In the wee hours of the morning on Nov 9, 2016, as the returns from Wisconsin and Pennsylvania indicated a Trump victory, a wave of shock crashed over American politics. Then there was a second wave of astonishment in the wake that election night victory: the realization all the power the political left and right spent years ceding to the presidency to shape the American economy, culture, and politics might now turn on them.
One such vested power is the authority to send Americans into war zones.
It has been rumored that President Trump will establish safe zones in Syria; he intimated as much during his campaign. A draft of an executive order establishing safe zones was released a few weeks ago:
Establishment of Safe Zones to Protect Vulnerable Syrian Populations. Pursuant to the cessation of refugee processing for Syrian nationals, the Secretary of State, in conjunction with the Secretary of Defense, is directed within 90 days of the date of this order to produce a plan to provide safe areas in Syria and in the surrounding region in which Syrian nationals displaced from their homeland can await firm settlement, such as repatriation or potential third-country resettlement.
Although that provision was removed from the final EO Trump signed relating to refugees, it seems unlikely the idea is dead and it certainly wasn’t excluded because the president and his advisors decided it was outside of executive authority.
The fact that such an executive order was even entertained raises two immediate concerns.
First, it creates opportunities for mistakes that only increase the likelihood of war with Syria, the various factions in the region, and other countries that have a stake in Syria’s future. Second, that any president can send Americans into a war zone with very little oversight is a terrible indication of how much extra-constitutional power has been ceded to the president.
“Safe zones” increase the opportunities for mistakes that can lead to larger wars.
Yet, the American officials advocating for safe zones fundamentally misunderstand the nature of America’s problems with Middle Eastern countries. According to Dr. Michael Scheuer – an expert on the Middle and the former CIA analyst once responsible for following Osama Bin Laden – there are six answers to the question “Why do they hate us?”
- U.S. military and civilian presence on the Arabian peninsula;
- The U.S. military occupation of Afghanistan and Iraq and its military presence in other Muslim countries;
- The ability of the United States to press Muslim oil producers to keep prices at levels acceptable to Western consumers;
- unqualified U.S. political, economic, and military support for Israel;
- U.S. support for regimes that are suppressing Muslims, including Russia in Chechnya, India in Kashmir, China in Western China;
- A decades-old U.S. support for apostate and tyrannical governments across the Islamic world, including Saudi Arabia, the United Arab Emirates, Egypt, Algeria, and others.
Summarily, the problem is one of regional conflict and American intervention. Safe zones will not deal with the sources of the problem because a lack of safe zones isn’t the problem. Setting up safe zones will only perpetuate the violence. What if an American plane or ground troop kills a Syrian civilian or a foreign soldier? It becomes more likely that locals, the Syrian government, or the foreign government will respond by escalating attacks on Americans. This will increase an American willingness to “do something”, like increasing an American military presence and activities.

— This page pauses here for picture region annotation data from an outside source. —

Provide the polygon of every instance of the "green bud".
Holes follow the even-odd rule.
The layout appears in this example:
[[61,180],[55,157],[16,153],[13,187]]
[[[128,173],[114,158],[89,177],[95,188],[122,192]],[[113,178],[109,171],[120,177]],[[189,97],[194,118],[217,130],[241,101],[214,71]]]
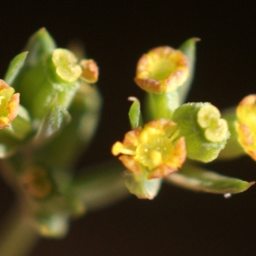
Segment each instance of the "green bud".
[[141,173],[126,171],[123,173],[129,191],[140,199],[154,199],[161,185],[161,178],[147,179]]
[[44,237],[62,238],[69,226],[68,216],[66,213],[38,215],[35,221],[39,234]]
[[100,109],[101,96],[96,87],[81,81],[68,110],[71,121],[45,147],[38,148],[38,160],[47,160],[51,166],[58,169],[73,168],[96,131]]
[[0,130],[0,158],[7,158],[15,154],[31,132],[31,119],[26,110],[20,105],[16,118],[8,127]]
[[210,103],[183,104],[173,113],[180,137],[185,137],[188,157],[209,162],[216,159],[230,137],[227,122]]
[[22,68],[27,54],[27,51],[22,52],[11,61],[3,79],[9,86],[12,86],[13,81]]
[[128,113],[131,129],[136,129],[138,126],[143,126],[143,122],[139,100],[136,97],[129,97],[128,100],[133,102]]
[[147,121],[157,119],[171,119],[173,111],[179,106],[177,91],[163,94],[147,93],[146,114]]
[[34,143],[36,144],[45,143],[49,138],[60,132],[70,119],[71,117],[64,108],[55,102],[52,103],[49,110],[41,121]]
[[226,119],[230,131],[230,137],[223,150],[220,151],[219,159],[232,159],[244,155],[246,153],[238,142],[238,134],[236,130],[236,108],[227,109],[222,113],[223,118]]
[[22,95],[21,103],[32,119],[43,119],[54,100],[68,108],[79,87],[77,81],[82,68],[67,49],[55,49],[45,29],[36,32],[26,49],[28,55],[14,86]]

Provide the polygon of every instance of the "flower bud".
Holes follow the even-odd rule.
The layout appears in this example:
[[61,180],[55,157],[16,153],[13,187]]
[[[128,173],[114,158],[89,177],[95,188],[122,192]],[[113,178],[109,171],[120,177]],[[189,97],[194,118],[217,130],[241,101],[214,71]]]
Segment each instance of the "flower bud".
[[177,125],[159,119],[128,131],[123,143],[112,148],[124,166],[132,172],[146,175],[148,179],[163,177],[177,172],[186,158],[183,137],[177,137]]
[[147,92],[162,94],[174,91],[188,76],[187,57],[179,50],[162,46],[140,58],[135,82]]
[[245,152],[256,160],[256,95],[243,98],[236,108],[236,116],[238,142]]
[[172,119],[185,137],[188,157],[209,162],[216,159],[230,137],[226,120],[210,103],[187,103],[177,108]]
[[17,116],[20,94],[0,79],[0,129],[9,126]]

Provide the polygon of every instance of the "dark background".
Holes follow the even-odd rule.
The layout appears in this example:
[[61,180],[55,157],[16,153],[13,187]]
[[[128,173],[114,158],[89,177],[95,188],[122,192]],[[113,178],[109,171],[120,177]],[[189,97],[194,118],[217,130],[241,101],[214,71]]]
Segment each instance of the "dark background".
[[[35,1],[36,2],[36,1]],[[110,147],[129,129],[129,96],[140,55],[160,45],[178,47],[198,37],[196,73],[189,101],[224,108],[256,92],[256,9],[247,1],[1,1],[0,77],[27,38],[45,26],[60,47],[82,40],[100,67],[104,98],[98,135],[84,165],[112,158]],[[82,165],[82,161],[80,165]],[[256,166],[244,157],[212,169],[245,180]],[[0,217],[14,198],[0,182]],[[44,239],[33,256],[254,255],[256,188],[230,199],[164,185],[153,201],[135,196],[90,212],[67,238]]]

An American safe zone in Syria cannot account for the multitude of factors that are leading to violence in Syria.
Stated differently, when all decisions are left up to one person, the likelihood of misdiagnosing the problem and implementing the wrong remedy are increased.
Let us put this scenario into economic terms. If a government raises the minimum wage above the market clearing price, it will, by the laws of economics, lead to unemployment. In response to calls to “do something” about the unemployment, the government can only raise taxes, borrow money, or print money. Any of these three responses will be ruinous to an economy; people will then call for more government intervention. The government intervention perpetuates more intervention.
The two scenarios above both show the dangers of government intervention. In both cases, the central planners suffer from the Hayekian Knowledge Problem. Very simply, the knowledge problem means that one person or a group of people cannot possibly know all the factors that shape all the interactions in society. It’s best to leave the decisions to the individuals or groups who are most familiar with the situation.
Applying this to our question of executive orders and safe zones, the people and government of Syria should be the ones to discover the solution to their problems rather than outsiders imposing artificial boundaries. (NB: the United States government has actually played a role in destabilizing the Syrian government. So, an immediate military extrication from Syria is an important first step).
The second concern is that a president thinks he is empowered to sign such a sweeping executive order because Congress has allowed so much power to be amassed by one office.
Fifteen years after Congress voted to give President Bush an Authorization for the Use of Military Force (AUMF) against those responsible for 9/11, that authority has never been revisited. Presidents Bush, Obama, and now Trump will be using that wide-ranging authority. While a handful of members of Congress made efforts to reexamine the AUMF, there is very little interest in taking a stand. This is rightly a congressional prerogative, but while the Congress dithers the presidential powers and the use of executive orders will grow.
If Congress will not act to defend the constitution then the states must step in. The state legislatures must do so even contrary of the federal government’s wishes – how else is the Tenth Amendment to be enforced?